Web content extraction library.

trafilatura extracts the main text, comments, and metadata from web pages, stripping boilerplate (navigation, ads, footers) while preserving the article body. It is a faithful Rust port of go-trafilatura.

§Quick start

use trafilatura::{extract, Options};

let html = r#"<html><body>
  <nav>Menu items</nav>
  <article><p>This is the main article content.</p></article>
  <footer>Copyright 2024</footer>
</body></html>"#;

let result = extract(html, &Options::default()).unwrap();
assert!(result.content_text.contains("main article content"));

§Features

  • Content extraction — identifies and extracts the main body text using CSS selector rules, paragraph scoring, and heuristic filters.
  • Comment extraction — separately extracts user comments (optional).
  • Metadata — extracts title, author, date, description, categories, tags, license, and more from meta tags, OpenGraph, and JSON-LD.
  • Fallback strategies — when primary extraction yields too little content, falls back to readability-based or baseline extraction.
  • Language filtering — optionally reject documents that don’t match a target language (detected via whatlang).
  • Deduplication — LRU-based detection of duplicate content across multiple extractions.

§Builder-style options

use trafilatura::{extract, Options, ExtractionFocus};

let html = "<html><body><article><p>Hello world</p></article></body></html>";
let opts = Options::default()
    .with_fallback(true)
    .with_links(true)
    .with_focus(ExtractionFocus::FavorRecall);
let result = extract(html, &opts).unwrap();
assert_eq!(result.content_text, "Hello world");

§Markdown output (requires markdown feature)

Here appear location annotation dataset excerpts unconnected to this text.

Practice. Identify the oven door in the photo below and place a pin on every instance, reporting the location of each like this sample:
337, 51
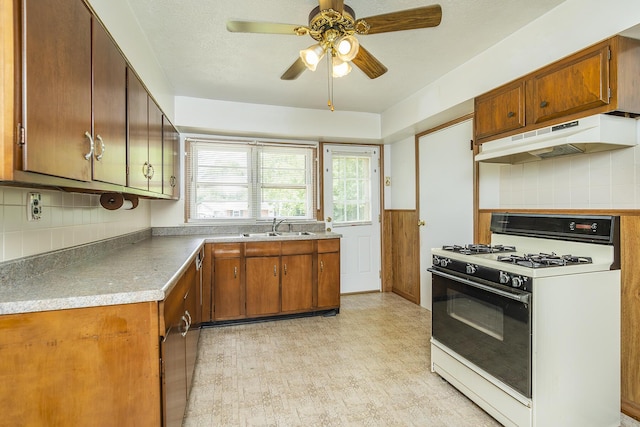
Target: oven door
489, 327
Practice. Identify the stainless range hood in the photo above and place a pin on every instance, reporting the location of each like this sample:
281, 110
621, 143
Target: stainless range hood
587, 135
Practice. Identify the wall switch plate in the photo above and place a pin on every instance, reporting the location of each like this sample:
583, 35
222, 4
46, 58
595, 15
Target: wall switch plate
34, 206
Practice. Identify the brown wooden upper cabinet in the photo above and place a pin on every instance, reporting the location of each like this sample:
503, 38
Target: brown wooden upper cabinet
145, 138
74, 87
600, 79
500, 111
170, 159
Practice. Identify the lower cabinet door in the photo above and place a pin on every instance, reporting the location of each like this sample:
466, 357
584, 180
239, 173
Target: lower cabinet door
262, 285
329, 280
297, 282
228, 298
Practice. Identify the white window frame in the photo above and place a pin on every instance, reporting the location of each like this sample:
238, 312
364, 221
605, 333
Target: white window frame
253, 148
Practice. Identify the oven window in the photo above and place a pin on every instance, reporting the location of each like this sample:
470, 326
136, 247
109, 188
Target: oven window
484, 317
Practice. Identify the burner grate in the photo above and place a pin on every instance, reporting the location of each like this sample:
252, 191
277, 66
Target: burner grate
475, 248
544, 260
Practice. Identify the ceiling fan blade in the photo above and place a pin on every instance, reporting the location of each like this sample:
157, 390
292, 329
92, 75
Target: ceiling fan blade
337, 5
410, 19
369, 64
294, 71
264, 27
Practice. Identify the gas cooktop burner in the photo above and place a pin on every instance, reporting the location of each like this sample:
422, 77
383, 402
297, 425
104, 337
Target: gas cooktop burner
473, 249
544, 260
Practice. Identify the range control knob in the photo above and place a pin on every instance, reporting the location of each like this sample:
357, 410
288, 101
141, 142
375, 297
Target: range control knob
516, 281
504, 278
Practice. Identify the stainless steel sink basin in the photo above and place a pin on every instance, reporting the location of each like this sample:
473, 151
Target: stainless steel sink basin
295, 233
278, 234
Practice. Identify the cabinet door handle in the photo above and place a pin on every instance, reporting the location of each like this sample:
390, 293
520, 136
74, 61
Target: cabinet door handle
91, 146
184, 330
102, 147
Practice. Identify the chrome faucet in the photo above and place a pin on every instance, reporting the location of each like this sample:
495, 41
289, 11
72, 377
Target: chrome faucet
274, 226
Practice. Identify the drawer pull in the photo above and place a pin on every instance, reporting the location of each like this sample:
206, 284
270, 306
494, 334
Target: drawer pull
102, 147
91, 146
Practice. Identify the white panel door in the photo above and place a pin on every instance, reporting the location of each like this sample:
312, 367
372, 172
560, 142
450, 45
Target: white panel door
446, 194
352, 208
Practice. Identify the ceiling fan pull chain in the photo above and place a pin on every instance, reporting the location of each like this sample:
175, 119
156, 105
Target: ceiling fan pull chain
330, 79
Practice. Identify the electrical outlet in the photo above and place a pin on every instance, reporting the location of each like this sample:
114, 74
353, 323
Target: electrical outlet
34, 206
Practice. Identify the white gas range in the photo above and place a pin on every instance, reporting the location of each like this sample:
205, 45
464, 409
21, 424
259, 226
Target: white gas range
529, 326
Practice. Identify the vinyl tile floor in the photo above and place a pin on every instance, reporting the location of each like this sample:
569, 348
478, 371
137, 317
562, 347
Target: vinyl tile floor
367, 366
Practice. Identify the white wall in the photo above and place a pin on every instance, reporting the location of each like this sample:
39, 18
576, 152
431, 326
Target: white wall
573, 25
68, 219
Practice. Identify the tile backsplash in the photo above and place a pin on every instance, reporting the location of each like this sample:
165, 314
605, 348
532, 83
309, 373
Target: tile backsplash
605, 180
68, 219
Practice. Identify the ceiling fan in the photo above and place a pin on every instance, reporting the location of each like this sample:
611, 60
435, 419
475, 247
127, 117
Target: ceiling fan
333, 25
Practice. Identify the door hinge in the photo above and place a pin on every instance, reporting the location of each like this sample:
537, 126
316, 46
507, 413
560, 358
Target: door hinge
21, 135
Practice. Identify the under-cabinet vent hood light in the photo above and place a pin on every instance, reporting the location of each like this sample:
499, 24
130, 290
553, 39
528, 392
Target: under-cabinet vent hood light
587, 135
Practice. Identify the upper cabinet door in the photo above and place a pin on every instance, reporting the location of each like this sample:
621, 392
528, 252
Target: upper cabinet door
137, 107
57, 88
571, 87
500, 111
109, 109
155, 147
170, 160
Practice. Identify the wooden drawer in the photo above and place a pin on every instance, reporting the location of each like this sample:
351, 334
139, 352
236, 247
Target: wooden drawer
227, 250
262, 249
328, 245
297, 247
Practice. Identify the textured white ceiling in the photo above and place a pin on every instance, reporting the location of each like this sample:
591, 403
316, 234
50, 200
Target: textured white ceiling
202, 59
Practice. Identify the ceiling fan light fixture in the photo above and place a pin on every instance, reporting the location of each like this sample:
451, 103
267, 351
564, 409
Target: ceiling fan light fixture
340, 68
346, 47
312, 55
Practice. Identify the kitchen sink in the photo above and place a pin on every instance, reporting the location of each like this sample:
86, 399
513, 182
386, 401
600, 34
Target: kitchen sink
278, 234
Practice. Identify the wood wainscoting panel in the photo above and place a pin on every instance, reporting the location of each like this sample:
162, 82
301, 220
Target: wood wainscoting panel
630, 315
404, 247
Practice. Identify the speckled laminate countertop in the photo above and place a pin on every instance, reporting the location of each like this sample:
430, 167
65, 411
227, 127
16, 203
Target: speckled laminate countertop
136, 272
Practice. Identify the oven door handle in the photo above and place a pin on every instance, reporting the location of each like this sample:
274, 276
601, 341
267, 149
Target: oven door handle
523, 298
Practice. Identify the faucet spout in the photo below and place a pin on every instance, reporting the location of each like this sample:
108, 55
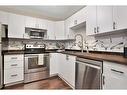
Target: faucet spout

use trafilatura::{extract, create_markdown_document, Options};

let result = extract(html, &Options::default()).unwrap();

// Just the content as markdown:
let md = result.content_markdown();

// Full document with YAML front matter + content + comments:
let doc = create_markdown_document(&result);
  • libreadability — Mozilla Readability port for extracting a clean article DOM subtree.
  • justext — paragraph-level boilerplate removal using stopword density.
  • html2markdown — converts HTML to Markdown via an intermediate AST.

Re-exports§

pub use error::TrafilaturaError;
pub use options::Config;
pub use options::ExtractionFocus;
pub use options::FallbackCandidates;
pub use options::HtmlDateMode;
pub use options::Options;
pub use result::ExtractResult;
pub use result::Metadata;

Modules§

dom
error
metadata
options
result
utils

Functions§

create_readable_document
Creates a complete, self-contained HTML document from an ExtractResult.
extract
Parse an HTML string and extract its main readable content.
extract_document
Extract readable content from an already-parsed Document.